第四十四幕 有些鸟註定归属森林(2/2)
“显然是要用的,你这老板喊的太功利了,而且目的暴露的很明显。”
“那你白天肯定不用吧,你得拍戏是吧。”
周既白:……
“你立刻,马上,给我去写招聘gg。”
他有预感,万倩这个助理,怕是屁用没有。
他现在急需一个能正经办事的助理。
……
周既白到组,那么关於他的戏份就可以安排上了。
其实小贝的戏份相对而言並不多,大多数的戏份还都是和海藻的对手戏。
而这进组的第一场戏,滕华絛安排的很有意思。
是小贝第一次发现海藻背叛后,原谅对方,去海藻他们家吃饭的戏份。
这场戏份的重点是在饭桌上,小贝一边大口吃饭,一边默默流泪。
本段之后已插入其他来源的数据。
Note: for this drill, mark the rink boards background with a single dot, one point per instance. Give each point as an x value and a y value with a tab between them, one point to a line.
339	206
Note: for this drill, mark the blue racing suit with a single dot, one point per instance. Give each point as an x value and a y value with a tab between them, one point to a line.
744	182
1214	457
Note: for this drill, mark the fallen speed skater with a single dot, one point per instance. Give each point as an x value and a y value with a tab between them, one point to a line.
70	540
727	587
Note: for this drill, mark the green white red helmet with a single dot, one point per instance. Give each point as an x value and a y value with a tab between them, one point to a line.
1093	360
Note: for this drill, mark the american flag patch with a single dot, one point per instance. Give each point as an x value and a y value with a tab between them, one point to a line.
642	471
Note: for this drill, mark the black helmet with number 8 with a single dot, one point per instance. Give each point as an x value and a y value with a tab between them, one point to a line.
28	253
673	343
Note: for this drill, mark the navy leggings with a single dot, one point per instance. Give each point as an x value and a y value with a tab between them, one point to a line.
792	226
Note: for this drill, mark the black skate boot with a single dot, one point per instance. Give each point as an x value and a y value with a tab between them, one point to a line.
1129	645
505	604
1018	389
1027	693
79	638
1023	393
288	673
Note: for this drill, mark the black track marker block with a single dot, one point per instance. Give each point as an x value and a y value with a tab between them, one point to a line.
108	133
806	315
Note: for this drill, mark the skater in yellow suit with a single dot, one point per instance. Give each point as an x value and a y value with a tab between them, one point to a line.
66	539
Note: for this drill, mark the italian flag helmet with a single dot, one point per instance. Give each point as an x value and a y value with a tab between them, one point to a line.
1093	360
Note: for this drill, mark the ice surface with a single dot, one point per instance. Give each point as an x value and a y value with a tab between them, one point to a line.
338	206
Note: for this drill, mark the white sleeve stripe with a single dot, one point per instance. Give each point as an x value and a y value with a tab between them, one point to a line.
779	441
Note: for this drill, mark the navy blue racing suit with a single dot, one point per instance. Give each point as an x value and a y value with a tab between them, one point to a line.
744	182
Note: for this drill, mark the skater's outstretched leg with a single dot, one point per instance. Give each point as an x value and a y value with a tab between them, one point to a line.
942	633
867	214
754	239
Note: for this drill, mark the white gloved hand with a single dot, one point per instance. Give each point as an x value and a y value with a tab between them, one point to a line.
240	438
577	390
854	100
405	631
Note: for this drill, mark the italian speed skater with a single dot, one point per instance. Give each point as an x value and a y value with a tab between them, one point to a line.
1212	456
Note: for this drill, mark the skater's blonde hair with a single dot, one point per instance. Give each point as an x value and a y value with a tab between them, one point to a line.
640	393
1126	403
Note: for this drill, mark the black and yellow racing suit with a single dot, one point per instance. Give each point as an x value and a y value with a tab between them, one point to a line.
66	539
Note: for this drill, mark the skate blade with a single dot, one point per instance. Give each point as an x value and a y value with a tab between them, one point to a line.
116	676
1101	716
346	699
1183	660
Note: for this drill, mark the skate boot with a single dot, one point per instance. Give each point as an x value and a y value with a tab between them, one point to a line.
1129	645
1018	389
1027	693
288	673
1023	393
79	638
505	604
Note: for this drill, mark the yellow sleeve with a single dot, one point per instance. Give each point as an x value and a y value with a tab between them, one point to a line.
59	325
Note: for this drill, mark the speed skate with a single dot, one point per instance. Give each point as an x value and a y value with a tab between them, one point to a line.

没有台词,全靠面部表情和肢体语言,表现委屈、妥协与爱恨交织的痛苦。
不是强衝突的戏份。
但却也是一场很考验演员演技的戏。
滕华絛这么安排,倒不是有意针对周既白。
而是其他演员,比如扮演海藻母亲的曹翠纷老师,戏份不多,还都是室內戏,抓紧时间一起拍了,就可以让人家老师提前杀青了。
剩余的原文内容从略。